Sobald das Gelände einmal abgesperrt ist, sorgt ein Großaufgebot des Freiburger Polizeipräsidiums mit Hilfe der Bereitschaftspolizei und einem Polizeihubschrauber dafür, dass sich niemand mehr in die umliegenden Straßen begeben kann. Kontrollen und Absperrungen an allen Zufahrtswegen sollen dabei nicht nur Katastrophentouristen und Sensationslustige draußen halten, sondern im Extremfall auch Plünderungen verhindern, erklärt uns Fingerlin. Zwar sei es in unserer Region bislang noch nie dazu gekommen, man dürfe das Szenario aber nicht außer Acht lassen.
Die Frage, wie lange die Such- und Entschärfungsaktion dauert, kann bislang nicht wirklich beantwortet werden. Es hängt von vielen kleinen Faktoren ab: Wie schnell kann die exakte Lage der möglichen Bomben bestimmt werden? Wie leicht kann der Kampfmittelbeseitigungsdienst sie ausgraben? In welchem Zustand befindet sich der Zünder? Diese Entscheidungen können die Einsatzkräfte erst dann treffen, wenn sie vor Ort bereits entsprechend vorangeschritten sind. Weil die Sicherheit der Beamten vor Ort außerdem Vorrang hat, muss der Einsatz mit entsprechend langsamem Tempo erfolgen, heißt es. Realistisch wäre ein Ende am frühen Nachmittag, wenn alles glatt läuft, sagt uns Fingerlin. Wenn es Probleme geben sollte, kann sich der Einsatz auch bis in den späten Nachmittag oder die frühen Abendstunden ziehen.
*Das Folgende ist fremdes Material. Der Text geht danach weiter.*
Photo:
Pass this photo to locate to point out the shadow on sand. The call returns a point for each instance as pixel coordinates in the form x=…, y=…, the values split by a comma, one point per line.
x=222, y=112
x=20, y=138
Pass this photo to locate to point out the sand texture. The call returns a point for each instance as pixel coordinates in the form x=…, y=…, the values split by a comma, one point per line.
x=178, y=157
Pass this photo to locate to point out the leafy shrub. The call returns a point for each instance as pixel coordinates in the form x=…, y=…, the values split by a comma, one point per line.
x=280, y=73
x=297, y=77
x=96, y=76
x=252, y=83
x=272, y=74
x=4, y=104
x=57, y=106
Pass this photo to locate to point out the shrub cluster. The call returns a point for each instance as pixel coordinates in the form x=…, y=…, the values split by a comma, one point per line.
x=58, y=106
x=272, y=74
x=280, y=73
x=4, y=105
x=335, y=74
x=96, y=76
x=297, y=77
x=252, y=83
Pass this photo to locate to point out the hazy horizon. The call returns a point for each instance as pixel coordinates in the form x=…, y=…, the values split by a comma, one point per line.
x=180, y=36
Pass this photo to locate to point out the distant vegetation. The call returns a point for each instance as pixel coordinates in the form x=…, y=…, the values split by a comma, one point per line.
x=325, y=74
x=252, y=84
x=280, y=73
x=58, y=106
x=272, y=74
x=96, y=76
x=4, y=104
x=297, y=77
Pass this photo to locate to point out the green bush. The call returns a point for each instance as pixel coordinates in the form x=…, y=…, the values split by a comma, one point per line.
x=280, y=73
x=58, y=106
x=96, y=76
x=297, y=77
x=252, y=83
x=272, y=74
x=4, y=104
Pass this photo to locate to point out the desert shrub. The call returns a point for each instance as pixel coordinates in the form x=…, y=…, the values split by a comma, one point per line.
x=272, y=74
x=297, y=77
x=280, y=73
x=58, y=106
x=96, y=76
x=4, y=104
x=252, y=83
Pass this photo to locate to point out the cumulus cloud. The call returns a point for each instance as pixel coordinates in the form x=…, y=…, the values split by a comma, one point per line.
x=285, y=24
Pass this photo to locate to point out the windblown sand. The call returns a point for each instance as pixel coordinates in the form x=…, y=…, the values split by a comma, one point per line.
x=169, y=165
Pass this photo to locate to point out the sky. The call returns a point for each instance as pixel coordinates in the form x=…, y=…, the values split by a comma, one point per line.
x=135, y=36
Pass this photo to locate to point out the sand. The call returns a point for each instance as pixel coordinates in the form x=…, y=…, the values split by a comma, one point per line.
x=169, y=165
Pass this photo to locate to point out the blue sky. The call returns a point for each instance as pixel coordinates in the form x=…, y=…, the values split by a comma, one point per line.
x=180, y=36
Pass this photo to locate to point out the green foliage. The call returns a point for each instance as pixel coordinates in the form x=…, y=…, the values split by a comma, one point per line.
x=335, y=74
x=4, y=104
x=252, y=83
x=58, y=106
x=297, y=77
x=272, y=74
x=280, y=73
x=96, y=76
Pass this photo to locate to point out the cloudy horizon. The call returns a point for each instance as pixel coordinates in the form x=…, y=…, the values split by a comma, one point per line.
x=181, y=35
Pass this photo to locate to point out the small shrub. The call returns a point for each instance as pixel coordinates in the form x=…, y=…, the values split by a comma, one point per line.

Wer nicht in seinem Haus bleiben kann, aber Gundelfingen für die unbestimmte Dauer der Arbeiten nicht verlassen kann oder möchte, für den haben die Behörden in der örtlichen Turn- und Festhalle einen Anlaufpunkt eingerichtet, bestätigt uns der Gundelfinger Hauptamt-Leiter Peter Ficht. Dort können alle Betroffenen unterkommen und erhalten auch Getränke und Betreuung vom Deutschen Roten Kreuz. Außerdem will Gundelfingen für die Dauer des Wochenendes eine telefonische Info-Hotline schalten, bei der man sich über den aktuellen Stand der Entschärfungsarbeiten informieren kann (Tel. 0761/5911-820 oder 0761/5911-821). Ein etwas anderes Angebot, wie Anwohner ihre Zeit verbringen können, machen außerdem mehrere Gundelfinger Gaststätten. Im örtlichen Nachrichtenblatt haben sie humorvoll mit "Bombenfrühstück" am Sonntagvormittag geworben.
So hoffen alle Beteiligten, dass die Bombensuche erfolgreich sein wird und die Sprengkörper gar nicht erst kontrolliert zur Explosion gebracht werden müssen. Sollte es nämlich tatsächlich zu Schäden durch die mögliche Detonation kommen, gibt es in Deutschland keine eindeutige Rechtslage, wer für die Schäden aufkommt. Denn der Bund haftet nur für die Schäden von früheren "reichsdeutschen" Blindgängern, bei alliierten Bomben übernimmt das Land lediglich die Kosten für die Suche und den Transport - nicht aber eventuelle Folgekosten wie entstandene Gebäudeschäden. Im Zweifelsfalls sollten Hauseigentümer die Konditionen ihrer Gebäudeversicherung rechtzeitig überprüfen, rät Ficht. Denn auch hier zahlen nicht alle Versicherungen für die Schäden durch Bomben.